Figure 1—figure supplement 1. Characterization of Alexa488-SNAP-GβGγ localization on supported lipid bilayers.

(A) Cartoon showing the structural organization of the farnesylatedGβGγ complex inserted into a supported lipid bilayer. The complex was labeled using Alexa488-SNAP surface dye, which we conjugated to the SNAP-tag fused to the N-terminus of the Gβ subunit. (B) Representative TIRF-M images showing the localization of Alexa488-SNAP-GβGγ on supported lipid bilayer. The ImageJ TrackMate single molecule tracking plugin was used to identify and track Alexa488-SNAP-GβGγ molecules.(C) Step size distribution showing single molecule displacements of n=1128 Alexa488-SNAP-GβGγ particles (n=23,083 steps, D=1.79 µm²/s).(D) Bulk membrane absorption kinetics of 200 nMfarnesyl GβGγ (10% Alexa 488-SNAP-GβGγ). (C–D) Membrane composition: 98% DOPC, 2% PI(4,5)P₂.

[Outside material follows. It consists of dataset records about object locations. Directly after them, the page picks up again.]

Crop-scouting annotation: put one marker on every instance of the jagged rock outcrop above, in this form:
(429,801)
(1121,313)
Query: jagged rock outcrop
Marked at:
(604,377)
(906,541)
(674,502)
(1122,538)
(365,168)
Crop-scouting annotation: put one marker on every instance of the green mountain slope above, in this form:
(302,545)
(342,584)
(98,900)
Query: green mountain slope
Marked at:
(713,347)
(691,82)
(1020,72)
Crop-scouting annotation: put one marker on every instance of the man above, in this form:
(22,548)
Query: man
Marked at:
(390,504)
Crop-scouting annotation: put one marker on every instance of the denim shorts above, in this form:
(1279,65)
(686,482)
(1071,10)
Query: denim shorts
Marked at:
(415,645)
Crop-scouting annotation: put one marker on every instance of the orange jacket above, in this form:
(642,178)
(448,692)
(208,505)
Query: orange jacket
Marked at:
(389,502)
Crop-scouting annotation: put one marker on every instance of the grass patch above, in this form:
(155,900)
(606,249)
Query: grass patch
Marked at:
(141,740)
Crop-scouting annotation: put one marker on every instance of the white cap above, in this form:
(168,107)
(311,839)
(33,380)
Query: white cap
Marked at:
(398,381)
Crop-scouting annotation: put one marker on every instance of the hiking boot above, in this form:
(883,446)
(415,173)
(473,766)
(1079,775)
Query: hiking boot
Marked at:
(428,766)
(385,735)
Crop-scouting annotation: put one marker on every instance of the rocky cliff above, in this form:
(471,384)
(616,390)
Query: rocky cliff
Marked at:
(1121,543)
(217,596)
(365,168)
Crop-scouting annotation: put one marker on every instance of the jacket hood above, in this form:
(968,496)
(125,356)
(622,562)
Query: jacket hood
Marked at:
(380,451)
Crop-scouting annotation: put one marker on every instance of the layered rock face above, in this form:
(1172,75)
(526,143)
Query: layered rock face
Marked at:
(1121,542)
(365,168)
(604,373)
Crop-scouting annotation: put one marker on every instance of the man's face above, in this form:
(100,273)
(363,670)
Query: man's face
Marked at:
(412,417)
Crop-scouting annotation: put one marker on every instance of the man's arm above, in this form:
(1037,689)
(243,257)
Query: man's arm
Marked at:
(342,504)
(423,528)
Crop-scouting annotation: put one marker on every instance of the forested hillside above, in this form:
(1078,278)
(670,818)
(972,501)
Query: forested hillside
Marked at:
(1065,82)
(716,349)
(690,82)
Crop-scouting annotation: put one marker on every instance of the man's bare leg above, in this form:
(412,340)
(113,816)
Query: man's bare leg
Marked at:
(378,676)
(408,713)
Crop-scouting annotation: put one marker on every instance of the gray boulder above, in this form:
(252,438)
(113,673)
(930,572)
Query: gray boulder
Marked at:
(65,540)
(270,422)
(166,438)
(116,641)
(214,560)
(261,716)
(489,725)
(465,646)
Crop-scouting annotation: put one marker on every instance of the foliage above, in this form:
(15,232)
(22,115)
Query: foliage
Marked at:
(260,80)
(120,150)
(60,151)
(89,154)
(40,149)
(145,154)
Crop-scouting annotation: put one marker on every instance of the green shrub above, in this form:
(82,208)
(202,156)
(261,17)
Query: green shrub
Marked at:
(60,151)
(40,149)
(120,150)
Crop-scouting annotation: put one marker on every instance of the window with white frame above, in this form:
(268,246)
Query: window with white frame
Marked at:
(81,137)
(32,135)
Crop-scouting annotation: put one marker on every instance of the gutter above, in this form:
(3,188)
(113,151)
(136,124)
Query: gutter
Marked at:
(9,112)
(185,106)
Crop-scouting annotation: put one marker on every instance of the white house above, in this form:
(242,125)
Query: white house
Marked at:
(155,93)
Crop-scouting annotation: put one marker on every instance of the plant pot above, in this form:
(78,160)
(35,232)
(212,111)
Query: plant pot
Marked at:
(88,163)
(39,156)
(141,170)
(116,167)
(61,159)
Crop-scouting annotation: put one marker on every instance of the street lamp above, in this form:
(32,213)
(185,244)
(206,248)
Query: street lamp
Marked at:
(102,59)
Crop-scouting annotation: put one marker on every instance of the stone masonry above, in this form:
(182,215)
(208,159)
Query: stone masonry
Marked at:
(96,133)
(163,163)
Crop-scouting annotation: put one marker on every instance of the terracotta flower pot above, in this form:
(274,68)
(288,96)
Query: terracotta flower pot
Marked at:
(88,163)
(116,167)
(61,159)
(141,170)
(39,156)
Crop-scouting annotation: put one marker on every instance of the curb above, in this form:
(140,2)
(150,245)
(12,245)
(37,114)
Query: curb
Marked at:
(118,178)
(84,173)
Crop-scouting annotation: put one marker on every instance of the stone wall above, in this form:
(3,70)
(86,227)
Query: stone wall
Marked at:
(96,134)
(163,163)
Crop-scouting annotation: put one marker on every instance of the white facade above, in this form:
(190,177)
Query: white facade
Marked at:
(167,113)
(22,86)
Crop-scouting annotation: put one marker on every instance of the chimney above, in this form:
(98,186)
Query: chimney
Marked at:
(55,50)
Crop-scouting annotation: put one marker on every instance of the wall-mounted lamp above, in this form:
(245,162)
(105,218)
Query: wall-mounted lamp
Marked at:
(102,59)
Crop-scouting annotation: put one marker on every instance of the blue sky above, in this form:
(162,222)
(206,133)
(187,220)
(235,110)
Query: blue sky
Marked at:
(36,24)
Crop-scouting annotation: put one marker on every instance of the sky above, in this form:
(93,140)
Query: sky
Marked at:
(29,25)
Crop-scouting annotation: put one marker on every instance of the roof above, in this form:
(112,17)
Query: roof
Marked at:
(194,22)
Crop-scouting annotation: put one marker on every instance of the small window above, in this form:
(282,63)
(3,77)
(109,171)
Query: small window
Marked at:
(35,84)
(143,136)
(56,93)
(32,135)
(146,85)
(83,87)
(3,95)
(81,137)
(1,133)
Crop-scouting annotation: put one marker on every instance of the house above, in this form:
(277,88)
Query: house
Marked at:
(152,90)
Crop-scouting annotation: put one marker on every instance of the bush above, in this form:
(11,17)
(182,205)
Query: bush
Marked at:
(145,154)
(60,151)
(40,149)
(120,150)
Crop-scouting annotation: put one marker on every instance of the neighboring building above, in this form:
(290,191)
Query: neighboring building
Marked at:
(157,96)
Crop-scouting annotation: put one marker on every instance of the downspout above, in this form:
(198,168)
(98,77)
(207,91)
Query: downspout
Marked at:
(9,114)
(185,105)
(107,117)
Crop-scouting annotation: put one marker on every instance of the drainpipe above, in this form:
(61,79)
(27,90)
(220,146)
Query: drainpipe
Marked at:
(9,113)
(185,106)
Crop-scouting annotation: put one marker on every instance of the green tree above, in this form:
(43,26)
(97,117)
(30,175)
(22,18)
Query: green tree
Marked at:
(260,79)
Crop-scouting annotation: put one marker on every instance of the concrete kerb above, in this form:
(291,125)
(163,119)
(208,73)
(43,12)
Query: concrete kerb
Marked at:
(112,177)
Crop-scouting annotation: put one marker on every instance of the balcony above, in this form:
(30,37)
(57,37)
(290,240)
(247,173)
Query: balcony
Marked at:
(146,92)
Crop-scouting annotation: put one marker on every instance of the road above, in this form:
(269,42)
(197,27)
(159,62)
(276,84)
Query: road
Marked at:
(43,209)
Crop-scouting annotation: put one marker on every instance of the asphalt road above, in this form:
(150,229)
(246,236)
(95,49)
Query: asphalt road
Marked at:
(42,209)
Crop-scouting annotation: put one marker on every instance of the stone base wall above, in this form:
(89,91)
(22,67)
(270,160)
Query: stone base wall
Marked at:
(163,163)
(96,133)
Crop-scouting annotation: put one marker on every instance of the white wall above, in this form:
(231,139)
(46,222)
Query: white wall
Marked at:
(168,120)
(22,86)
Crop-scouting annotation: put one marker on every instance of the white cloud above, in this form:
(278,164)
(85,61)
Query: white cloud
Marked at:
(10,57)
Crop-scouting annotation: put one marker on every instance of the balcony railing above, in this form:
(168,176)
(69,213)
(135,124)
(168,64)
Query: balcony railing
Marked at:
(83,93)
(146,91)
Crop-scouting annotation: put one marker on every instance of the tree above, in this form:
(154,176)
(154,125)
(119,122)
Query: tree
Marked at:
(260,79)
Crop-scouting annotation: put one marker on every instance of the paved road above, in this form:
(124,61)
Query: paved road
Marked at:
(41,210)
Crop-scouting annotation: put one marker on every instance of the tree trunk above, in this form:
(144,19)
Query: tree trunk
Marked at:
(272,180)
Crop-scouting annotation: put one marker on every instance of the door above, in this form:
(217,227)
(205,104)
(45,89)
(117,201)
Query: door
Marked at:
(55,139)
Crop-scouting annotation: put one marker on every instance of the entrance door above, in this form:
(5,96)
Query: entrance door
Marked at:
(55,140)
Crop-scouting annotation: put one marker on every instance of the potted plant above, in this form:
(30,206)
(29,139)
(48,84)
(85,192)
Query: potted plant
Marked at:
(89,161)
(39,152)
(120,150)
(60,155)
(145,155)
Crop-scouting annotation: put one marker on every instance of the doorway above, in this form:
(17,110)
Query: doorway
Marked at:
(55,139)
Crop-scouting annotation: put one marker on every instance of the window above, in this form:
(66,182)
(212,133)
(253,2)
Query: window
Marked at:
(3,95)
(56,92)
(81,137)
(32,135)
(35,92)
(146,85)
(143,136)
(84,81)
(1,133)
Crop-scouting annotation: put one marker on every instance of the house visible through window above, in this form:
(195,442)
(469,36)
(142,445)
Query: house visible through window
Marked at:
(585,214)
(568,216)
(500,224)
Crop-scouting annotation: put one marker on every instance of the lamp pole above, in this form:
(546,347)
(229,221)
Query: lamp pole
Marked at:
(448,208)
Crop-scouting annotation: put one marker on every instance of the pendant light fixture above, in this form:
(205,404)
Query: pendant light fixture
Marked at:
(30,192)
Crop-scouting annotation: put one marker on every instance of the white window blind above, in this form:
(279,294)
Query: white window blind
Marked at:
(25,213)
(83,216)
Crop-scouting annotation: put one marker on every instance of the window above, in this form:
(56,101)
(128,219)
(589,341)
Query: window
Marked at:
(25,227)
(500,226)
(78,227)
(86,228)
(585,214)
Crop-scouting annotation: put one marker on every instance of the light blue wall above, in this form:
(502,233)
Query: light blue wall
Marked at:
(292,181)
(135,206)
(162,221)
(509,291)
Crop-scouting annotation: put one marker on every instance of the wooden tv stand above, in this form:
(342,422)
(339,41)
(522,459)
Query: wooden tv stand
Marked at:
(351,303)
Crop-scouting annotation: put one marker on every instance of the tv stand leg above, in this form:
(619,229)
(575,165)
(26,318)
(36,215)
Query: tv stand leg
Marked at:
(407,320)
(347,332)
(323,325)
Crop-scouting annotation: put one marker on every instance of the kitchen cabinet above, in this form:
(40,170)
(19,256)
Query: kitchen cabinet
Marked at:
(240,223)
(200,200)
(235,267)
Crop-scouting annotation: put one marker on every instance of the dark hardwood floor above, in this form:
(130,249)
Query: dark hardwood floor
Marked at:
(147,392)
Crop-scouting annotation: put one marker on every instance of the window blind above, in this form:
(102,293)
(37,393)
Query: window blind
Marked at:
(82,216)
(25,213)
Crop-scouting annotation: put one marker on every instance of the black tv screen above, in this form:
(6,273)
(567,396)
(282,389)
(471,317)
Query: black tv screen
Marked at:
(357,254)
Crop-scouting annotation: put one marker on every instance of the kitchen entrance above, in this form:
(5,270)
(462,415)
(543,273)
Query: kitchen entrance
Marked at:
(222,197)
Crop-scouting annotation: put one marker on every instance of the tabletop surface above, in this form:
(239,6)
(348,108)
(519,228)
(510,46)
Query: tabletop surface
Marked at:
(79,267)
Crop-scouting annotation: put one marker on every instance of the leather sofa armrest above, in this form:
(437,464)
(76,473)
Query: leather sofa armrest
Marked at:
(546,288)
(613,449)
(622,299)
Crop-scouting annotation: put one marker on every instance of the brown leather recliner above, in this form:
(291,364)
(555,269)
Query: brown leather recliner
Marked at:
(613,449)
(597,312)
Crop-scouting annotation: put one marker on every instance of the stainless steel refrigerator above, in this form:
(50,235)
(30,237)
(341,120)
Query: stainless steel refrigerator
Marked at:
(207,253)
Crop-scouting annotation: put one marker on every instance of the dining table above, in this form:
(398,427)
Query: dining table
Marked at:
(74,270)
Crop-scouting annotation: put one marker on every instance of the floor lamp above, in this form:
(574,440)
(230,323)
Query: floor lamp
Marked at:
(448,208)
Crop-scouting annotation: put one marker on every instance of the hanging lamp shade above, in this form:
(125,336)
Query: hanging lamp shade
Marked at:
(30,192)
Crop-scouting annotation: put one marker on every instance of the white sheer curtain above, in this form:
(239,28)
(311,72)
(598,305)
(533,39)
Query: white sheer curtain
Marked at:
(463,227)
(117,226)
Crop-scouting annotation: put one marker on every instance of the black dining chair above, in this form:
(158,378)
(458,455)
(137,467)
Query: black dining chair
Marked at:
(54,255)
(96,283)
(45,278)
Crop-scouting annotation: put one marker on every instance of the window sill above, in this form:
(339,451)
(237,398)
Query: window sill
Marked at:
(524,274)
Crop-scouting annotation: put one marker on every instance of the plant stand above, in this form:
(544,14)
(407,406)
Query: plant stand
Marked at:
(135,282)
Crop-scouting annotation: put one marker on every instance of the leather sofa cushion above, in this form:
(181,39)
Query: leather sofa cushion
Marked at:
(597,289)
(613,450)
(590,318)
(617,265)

Figure 1—figure supplement 2. Characterization of Dy647-PI3Kβ membrane association with individual signaling inputs.

(A–C) Kinetic traces showing the bulk membrane localization of 10 nM Dy647-PI3Kβ measured of supported lipid bilayers (SLBs) with either (A) phosphorylated (pY), (B) Rac1(GTP), or (C) G-protein complexes (GβGγ) tethered to the membrane. The following concentrations of protein were used for membrane coupling or passive membrane absorption: (A) 10 µM pY, (B) 30 µM Rac1(GTP), or (C) 200 nMGβGγ.(A–C) Membrane lipid composition: 91% DOPC, 5% DOPS, 2% PI(4,5)P₂, 2% MCC-PE (blue line); 76% DOPC, 20% DOPS, 2% PI(4,5)P₂, 2% MCC-PE (red line). Note that the coupling efficiency of pY is generally reduced by high concentrations of anionic lipids, presumably due to electrostatic repulsion. (D–F) Single molecule dwell time distributions measured in the presence of (D) 10 nM Dy647-PI3Kβ+lipids (τ₁=71 ± 1 ms, τ₂=319 ± 123 ms, α=0.89, n=1821 particles) (E) 10 nM Dy647-PI3Kβ+200 nM GβGγ (τ₁=63 ± 1 ms, τ₂=602 ± 39 ms, α=0.94, n=5992 particles), or (F) 10 nM Dy647-PI3Kβ GβGγ mutant (K532D/K533D)+200 nM GβGγ (τ₁=60 ± 3 ms, τ₂=494 ± 49 ms, α=0.87, n=2157 particles). Data plotted as log₁₀(1–CDF) (cumulative distribution frequency). Dwell time statistics represent the average of n=2 technical replicates. Alpha(α) represents the fraction of particles characterized by the time constant (τ₁). Only particles tracked for at least two frames (44 ms) were included in the distributions. Note that a 2000-fold higher concentration of Dy647-PI3Kβ is needed to observe single molecule binding events under these conditions compared to membrane containing membrane-anchored pY peptide. (D–F) Membrane composition: 78% DOPC, 20% DOPS, 2% PI(4,5)P₂.